ADAM STRAUS

LOOKING FOR SOME GOOD NEWS


NEW YORK—An exhibition of landscape-based paintings and works on paper by Adam Straus will be on view at Nohra Haime Gallery, 500 West 21st Street, in Chelsea from June 26 through July 31, 2025. An opening exhibition and book signing will be held on Wednesday, July 16 from 6:00-8:00 p.m. during the ADAA Chelsea and Tribeca Gallery Walk.

Adam Straus: Looking for Some Good News presents work from 2009 through 2025, showing the artist’s long-standing engagement with landscape. Created with a spirit of experimentation, the work reflects an appreciation and celebration of the natural world contrasted with a strong interest in the politics of our time.
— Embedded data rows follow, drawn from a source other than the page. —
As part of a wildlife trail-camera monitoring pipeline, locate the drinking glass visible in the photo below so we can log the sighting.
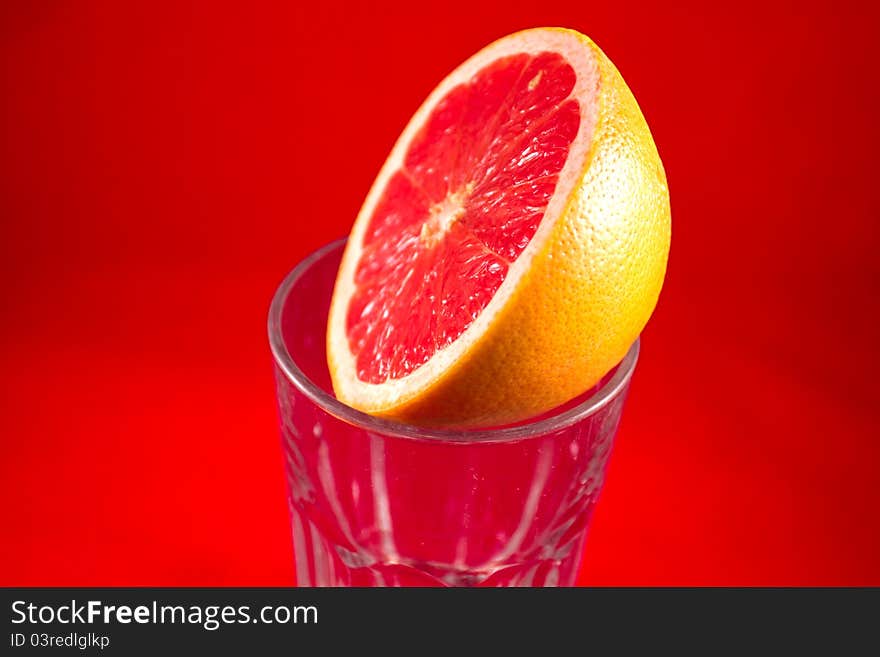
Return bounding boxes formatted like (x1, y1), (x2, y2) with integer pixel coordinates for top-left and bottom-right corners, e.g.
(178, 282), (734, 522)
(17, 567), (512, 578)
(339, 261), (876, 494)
(268, 240), (639, 586)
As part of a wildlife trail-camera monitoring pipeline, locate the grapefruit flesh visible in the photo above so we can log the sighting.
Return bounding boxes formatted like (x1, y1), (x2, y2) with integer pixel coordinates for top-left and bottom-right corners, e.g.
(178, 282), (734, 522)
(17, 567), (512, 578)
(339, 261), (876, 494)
(346, 52), (580, 384)
(327, 28), (670, 427)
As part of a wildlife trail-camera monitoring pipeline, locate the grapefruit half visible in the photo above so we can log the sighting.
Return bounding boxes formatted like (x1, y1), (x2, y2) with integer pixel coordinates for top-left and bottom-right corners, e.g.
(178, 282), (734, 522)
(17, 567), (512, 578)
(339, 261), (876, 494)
(327, 28), (670, 427)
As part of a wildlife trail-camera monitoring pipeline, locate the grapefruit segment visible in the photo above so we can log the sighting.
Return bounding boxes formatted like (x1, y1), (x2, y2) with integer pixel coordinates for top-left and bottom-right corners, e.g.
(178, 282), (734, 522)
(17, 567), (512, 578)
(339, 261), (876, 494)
(328, 29), (669, 426)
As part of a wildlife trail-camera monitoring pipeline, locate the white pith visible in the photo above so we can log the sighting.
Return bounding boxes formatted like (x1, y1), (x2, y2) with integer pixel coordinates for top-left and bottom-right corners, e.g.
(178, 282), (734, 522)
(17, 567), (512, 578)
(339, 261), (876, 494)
(327, 29), (598, 412)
Straus’s sensitivity to nature and the changing seasons is heightened by his childhood experiences. Raised in South Florida, where climate shifts are minimal, he approaches the Northeast spring and summer with particular attentiveness. Now based on Long Island’s East End, he returns each year to the motifs of light, growth, and transformation, responding to the landscape as it comes briefly and vividly into bloom. Straus has said that his Florida childhood emersed in the natural world combined with a politically active family were the two most important influences to his life as an artist.
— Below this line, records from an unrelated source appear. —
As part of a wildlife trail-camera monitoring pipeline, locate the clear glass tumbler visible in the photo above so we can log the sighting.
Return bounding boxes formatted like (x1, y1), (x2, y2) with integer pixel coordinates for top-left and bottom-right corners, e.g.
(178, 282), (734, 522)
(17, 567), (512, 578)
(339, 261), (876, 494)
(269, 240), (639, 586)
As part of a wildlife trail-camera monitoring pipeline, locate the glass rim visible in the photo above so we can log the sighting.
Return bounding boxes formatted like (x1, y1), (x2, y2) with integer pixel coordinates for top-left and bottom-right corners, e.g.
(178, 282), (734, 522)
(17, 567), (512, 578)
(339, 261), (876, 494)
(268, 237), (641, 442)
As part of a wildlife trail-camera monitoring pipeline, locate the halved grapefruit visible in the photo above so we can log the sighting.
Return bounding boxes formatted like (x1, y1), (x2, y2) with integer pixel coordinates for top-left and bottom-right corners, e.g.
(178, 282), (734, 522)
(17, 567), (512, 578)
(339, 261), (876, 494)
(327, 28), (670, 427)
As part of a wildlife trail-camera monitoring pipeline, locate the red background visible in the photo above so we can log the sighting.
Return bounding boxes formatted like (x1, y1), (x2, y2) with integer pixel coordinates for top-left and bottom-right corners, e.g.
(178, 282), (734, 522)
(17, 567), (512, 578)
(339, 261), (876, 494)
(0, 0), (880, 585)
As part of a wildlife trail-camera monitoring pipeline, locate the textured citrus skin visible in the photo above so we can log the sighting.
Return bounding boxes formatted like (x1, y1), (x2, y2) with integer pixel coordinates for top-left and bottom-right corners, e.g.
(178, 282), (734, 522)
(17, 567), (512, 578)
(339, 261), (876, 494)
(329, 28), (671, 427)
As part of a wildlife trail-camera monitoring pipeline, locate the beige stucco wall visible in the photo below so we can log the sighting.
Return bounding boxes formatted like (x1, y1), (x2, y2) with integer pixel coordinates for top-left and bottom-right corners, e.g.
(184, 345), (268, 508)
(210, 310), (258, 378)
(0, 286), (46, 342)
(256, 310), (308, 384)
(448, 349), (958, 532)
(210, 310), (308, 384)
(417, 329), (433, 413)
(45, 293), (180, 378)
“The older I get the more I am amazed at the beauty of the natural world surrounding us. Every year the miracle of spring brings an unbelievable feeling of rebirth. Many of my paintings stem from that,” Straus notes. “Occasionally we get to leave our habitats and really get out in it, so to speak, away from human intrusion where you can hear the inside machinery of your mind in the quiet. And when that happens, you begin to realize just how silly we often are. It humbles you and put us in our place. I think that this sense of being immersed in nature is being forgotten and is harder to find, which disturbs me and fuels my work.”
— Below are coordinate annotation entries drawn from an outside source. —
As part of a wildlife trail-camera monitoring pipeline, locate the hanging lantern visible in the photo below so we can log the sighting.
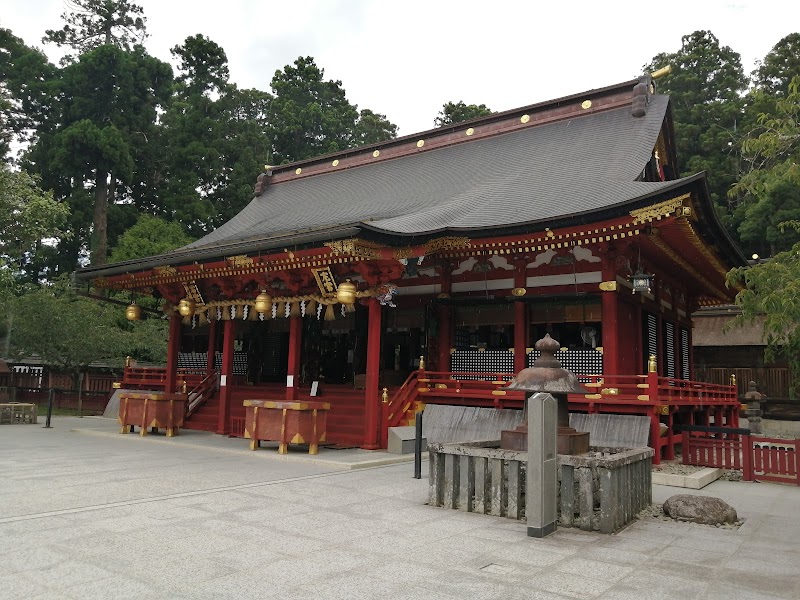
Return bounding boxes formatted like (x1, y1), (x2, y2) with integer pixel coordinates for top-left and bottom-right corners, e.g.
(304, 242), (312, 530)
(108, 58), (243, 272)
(336, 279), (356, 304)
(178, 298), (196, 317)
(256, 290), (272, 313)
(631, 269), (653, 294)
(125, 302), (142, 321)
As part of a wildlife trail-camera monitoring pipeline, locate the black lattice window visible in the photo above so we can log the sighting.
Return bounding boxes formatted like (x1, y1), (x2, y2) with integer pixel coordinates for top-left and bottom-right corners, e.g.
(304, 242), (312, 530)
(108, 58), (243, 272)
(681, 328), (689, 379)
(664, 321), (676, 377)
(450, 350), (514, 379)
(642, 313), (658, 368)
(527, 350), (603, 375)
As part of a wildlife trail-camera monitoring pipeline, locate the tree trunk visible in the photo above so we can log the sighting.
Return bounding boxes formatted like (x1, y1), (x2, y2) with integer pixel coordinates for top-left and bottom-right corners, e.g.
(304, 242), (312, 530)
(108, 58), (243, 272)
(92, 169), (108, 267)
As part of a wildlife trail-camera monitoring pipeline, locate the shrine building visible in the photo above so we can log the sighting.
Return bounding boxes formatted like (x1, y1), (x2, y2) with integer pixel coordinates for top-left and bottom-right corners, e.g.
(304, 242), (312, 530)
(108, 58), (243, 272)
(79, 75), (746, 462)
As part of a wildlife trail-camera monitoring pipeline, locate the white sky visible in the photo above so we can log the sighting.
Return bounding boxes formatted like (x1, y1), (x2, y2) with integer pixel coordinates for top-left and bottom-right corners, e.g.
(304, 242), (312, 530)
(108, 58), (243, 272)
(0, 0), (800, 135)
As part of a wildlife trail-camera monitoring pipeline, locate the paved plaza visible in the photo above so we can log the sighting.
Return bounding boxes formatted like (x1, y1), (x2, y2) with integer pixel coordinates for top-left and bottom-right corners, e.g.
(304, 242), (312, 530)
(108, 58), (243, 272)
(0, 417), (800, 600)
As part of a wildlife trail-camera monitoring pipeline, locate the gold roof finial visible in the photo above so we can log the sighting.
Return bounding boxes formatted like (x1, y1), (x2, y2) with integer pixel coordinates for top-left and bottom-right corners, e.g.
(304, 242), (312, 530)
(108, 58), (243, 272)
(650, 65), (672, 79)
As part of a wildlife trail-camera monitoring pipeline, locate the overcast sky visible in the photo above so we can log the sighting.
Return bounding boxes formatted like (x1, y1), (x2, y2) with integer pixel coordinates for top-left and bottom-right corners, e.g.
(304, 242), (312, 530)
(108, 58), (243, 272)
(0, 0), (800, 135)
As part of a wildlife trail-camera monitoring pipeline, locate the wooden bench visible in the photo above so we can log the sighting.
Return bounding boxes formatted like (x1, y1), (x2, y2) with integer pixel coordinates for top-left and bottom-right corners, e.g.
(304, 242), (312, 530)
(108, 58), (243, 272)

Straus sometimes paints over collages of newspapers and grocery shopping lists to contrast our day-to-day lives with the glories of nature. His great concern about environmental issues inspired his “glitch” paintings. He sends a landscape painting through an app that partially breaks up the image, he then selections portions of the pattern to use in his paintings, resulting in a metaphor for human destruction of the natural world.